On the other hand, if you pay of the highest rate first, you’ll save money in the long run. Only you know what would work best for you. That’s the benefit and responsibility with personal finance.
Sooner or later, you’ll want to stop be reactive (eliminating debt) and start being proactive (building your savings). Two of the most common issues are having too small of an emergency fund and having no plan to save.
Inadequate emergency fund
People don’t save enough because they aren’t realistic with what their needs are. They imagine that it will be fixed magically or by someone else. Instead, some people put themselves back into debt by using credit cards to bail them out.
Fix it: Review your budget and see how much you really spend. Choose how many months you would like covered if you lost your job. How long do you think it would take for you to get back on your feet?

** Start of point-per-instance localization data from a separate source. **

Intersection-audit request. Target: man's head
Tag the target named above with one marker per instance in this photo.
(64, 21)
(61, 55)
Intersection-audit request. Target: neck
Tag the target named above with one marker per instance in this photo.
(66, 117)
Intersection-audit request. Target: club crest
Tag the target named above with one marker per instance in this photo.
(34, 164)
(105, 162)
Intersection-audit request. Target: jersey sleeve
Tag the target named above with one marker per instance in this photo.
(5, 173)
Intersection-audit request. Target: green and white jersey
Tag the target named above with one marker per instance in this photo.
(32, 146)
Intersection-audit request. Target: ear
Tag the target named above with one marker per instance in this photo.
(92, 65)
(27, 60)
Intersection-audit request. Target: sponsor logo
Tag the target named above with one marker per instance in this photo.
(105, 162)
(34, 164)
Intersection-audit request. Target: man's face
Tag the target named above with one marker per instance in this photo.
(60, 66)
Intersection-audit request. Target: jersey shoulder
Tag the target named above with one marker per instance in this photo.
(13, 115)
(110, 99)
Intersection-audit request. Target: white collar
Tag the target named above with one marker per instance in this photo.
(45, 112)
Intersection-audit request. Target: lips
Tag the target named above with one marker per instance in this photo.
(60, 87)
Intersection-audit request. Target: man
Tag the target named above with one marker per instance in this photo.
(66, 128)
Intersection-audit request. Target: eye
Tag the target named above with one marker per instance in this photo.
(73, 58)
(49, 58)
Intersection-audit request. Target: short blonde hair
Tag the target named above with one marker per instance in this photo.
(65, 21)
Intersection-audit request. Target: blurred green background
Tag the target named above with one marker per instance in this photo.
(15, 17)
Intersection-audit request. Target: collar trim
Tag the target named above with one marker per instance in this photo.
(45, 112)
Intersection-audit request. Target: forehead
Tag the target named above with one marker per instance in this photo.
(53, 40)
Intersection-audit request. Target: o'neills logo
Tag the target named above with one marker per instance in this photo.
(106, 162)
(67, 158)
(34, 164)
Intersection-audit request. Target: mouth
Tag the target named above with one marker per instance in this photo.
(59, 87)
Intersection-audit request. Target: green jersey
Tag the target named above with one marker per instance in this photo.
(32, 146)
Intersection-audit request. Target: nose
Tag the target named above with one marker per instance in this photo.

Go ahead and set up a transfer into your savings account to cover for those unexpected expenses, and don’t touch it unless you’re facing a true emergency.
No structured savings plan
As you get familiar with building some savings, you begin seeing that there is more than just putting aside money. You have goals for your money. Many of us will have the a lot of the same expenses – people get married, buy houses, take vacations, etc.
Fix it: Planning ahead and saving for these events makes financial sense, even if they are years away.
How can you accomplish it?
- List all upcoming expenses. Do you plan on buying a house within the next 5 years? Do you want to travel to Italy next summer? Write down all your future plans on paper to make it concrete.
- Research the average price for each. Look online, ask friends, or check sources to see about how much you should put aside for each goal. A wedding in New York City is probably more expensive than most places.
- Automate your savings.
Go ahead and transfer a set amount from your checking account into savings for that specific purpose.
Worst case, you won’t use the money for the specific purpose that you envisioned, but now you have a nice chunk of money to spend on something else that you love.
Investing for the future
You’ve taken care of your debt, you have six months of savings, and you have monthly transfers for the dream car you always wanted to buy. Now you’re trying to optimize your investments. What are some problems you may encounter?
Following the latest stock tips
Some people love invest in hot stock picks. Every month, personal finance magazines highlight the best funds to buy or the top companies to add to your portfolio. TV gurus are even worse, as they do this on a daily basis.
Fix it: Ignore the hype and simplify your investments so you can stay on track for retirement. Focus on investing in low cost investments with solid returns like index funds. Also, you should regularly review your asset allocation to make sure your portfolio isn’t too conservative or too aggressive for your time horizon.
Pay off the mortgage or invest?
Some argue that you should invest any extra money that you have on hand since the stock market has returned a historical averaged of 11%. Others claim that paying off your mortgage faster is better since you’re eliminating a big expense from your budget and you’re saving interest from paying it earlier.
Fix it: Congratulations, friend, you have a great problem. Either option will benefit you. Investing the money while keeping your current mortgage can give you more money when you retire due to compound interest and the historical return on investing in the stock market. But paying of the mortgage gives you a guaranteed return, and can also provide you with peace of mind.
Thoughts on achieving financial freedom
The evolving nature of our finances is exactly why personal finance bloggers can write about the topic for years on end. It’s a dynamic topic. Everyone has to tackle their own financial issues and celebrate their personal victories.
I’d love to hear your thoughts. What difficulties have you faced as you’ve been working to improve your finances? Any tips for overcoming these obstacles? What about milestones that you’ve achieved? Is there anything you’d like to brag about?